When it comes to bolstering happier and more productive employees, burnout is a hotly debated topic with firm supporters on each end of the spectrum. Is it a legitimate thing that top performers run the risk of or is it overblown? With such varied opinions across the board, it's been difficult for company leaders to come to a firm understanding (and solution) for burnout.

But now The World Health Organization (WHO) has stepped in to officially classify burnout as a medical diagnosis, as reported by Quartz. Burnout made its way into the latest edition of the International Statistical Classification of Diseases and Related Health problems, WHO's handbook for recognized medical conditions.

Burnout, according to the World Health Organization is "a syndrome conceptualized as resulting from chronic workplace stress that has not been successfully managed."

Think of burnout as being predominately workplace related due to long-term stress that has accumulated over time but hasn't been properly addressed.

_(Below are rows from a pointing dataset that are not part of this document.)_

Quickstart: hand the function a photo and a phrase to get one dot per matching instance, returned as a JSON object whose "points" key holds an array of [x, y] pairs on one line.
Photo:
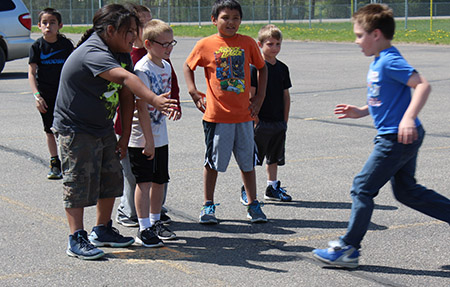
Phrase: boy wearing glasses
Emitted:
{"points": [[148, 145]]}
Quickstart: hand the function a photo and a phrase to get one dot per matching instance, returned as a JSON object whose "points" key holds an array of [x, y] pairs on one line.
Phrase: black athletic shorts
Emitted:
{"points": [[270, 138], [155, 170]]}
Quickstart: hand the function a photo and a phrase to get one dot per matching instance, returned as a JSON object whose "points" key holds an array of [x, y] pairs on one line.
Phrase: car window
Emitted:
{"points": [[6, 5]]}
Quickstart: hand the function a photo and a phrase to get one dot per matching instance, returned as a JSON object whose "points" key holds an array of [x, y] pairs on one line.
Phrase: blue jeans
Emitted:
{"points": [[395, 162]]}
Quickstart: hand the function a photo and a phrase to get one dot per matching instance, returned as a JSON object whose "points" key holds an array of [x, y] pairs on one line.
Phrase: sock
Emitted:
{"points": [[273, 183], [154, 217], [144, 223]]}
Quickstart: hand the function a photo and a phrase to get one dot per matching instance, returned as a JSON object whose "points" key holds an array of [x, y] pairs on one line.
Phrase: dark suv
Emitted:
{"points": [[15, 29]]}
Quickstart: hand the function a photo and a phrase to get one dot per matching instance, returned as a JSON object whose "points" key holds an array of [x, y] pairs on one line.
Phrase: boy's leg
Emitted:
{"points": [[272, 170], [126, 212], [142, 199], [249, 179], [75, 219], [209, 183], [51, 143], [379, 168], [386, 159], [104, 210], [55, 164], [109, 182], [416, 196], [156, 198]]}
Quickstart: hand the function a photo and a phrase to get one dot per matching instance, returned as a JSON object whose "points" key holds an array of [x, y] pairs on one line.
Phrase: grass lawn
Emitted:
{"points": [[418, 31]]}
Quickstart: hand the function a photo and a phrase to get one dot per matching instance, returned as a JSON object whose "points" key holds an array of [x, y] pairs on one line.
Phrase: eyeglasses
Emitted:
{"points": [[166, 45]]}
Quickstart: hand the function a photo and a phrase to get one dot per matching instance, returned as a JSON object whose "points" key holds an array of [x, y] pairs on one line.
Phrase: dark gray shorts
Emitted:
{"points": [[91, 168]]}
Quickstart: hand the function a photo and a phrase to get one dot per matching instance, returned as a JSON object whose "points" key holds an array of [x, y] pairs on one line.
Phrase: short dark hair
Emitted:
{"points": [[220, 5], [376, 16], [115, 15]]}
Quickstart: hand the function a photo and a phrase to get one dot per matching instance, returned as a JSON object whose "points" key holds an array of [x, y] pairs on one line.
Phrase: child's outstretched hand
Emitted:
{"points": [[164, 104], [41, 105], [350, 111], [199, 99], [407, 131], [174, 115]]}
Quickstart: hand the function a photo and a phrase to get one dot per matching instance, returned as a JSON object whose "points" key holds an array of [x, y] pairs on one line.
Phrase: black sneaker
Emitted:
{"points": [[80, 247], [165, 219], [54, 173], [148, 238], [162, 231], [109, 236], [277, 194]]}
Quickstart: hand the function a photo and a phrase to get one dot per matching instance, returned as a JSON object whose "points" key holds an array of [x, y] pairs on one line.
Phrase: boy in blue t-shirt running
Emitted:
{"points": [[400, 135]]}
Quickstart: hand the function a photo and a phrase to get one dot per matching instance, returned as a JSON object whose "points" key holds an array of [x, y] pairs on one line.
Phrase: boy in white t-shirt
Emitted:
{"points": [[148, 146]]}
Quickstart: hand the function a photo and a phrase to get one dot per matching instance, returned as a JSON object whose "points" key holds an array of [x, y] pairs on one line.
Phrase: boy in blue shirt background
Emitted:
{"points": [[400, 135]]}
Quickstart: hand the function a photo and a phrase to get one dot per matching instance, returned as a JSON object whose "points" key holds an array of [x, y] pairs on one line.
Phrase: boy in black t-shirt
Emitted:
{"points": [[47, 56], [271, 123]]}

To potentially bring a more cohesive understanding of what burnout is, the World Health Organization shared three core identifiers:

  1. Feelings of energy depletion or exhaustion
  2. Increased mental distance from one's job or feelings of negativism or cynicism related to one's job
  3. Reduced professional efficacy

Burnout is an issue that will continually grow in today's culture. While burnout is most certainly a threat, often times, burnout can be attributed to a loss of perspective (or purpose, as some will call it).

To help mitigate this, practice this one simple habit when it shows up:

Review why you even started.

You probably have this grand vision of who you want to be, the impact you're going to make, and the many places you're going to. The problem is, today and often times, a string of days have potentially built up to where you're feeling like it's all for nothing.

When I encountered this, I had little-to-no energy despite sleeping well according to my biometric devices and I simply felt nothing was moving forward in life. I learned that this is a normal experience many feel because the gap where we currently are compared to where we plan to get to is enormous. I simply felt out of the game.

However, to get back into the game, I had to remind myself of why I was even in the game to begin with. You can too-- what's the outcome that you want? What's the plan?

To recover some of your lost mojo, set aside some time to simply study your vision (even better if you review it somewhere with beautiful scenery). Don't fixate on the problems, fixate on the possibilities. 

You know your big picture, but what needs to happen in the next year to propel you forward? Break it down even further into the quarter and even a week.

The proverbial saying of "burning the candle at both ends" is something that will continue to prevail in the work culture. While that can certainly present itself with issues, on the other side of the equation is losing your perspective and meaning for the entirety of it which brings feelings of helplessness.

I tend to think the latter is more of an issue than the other.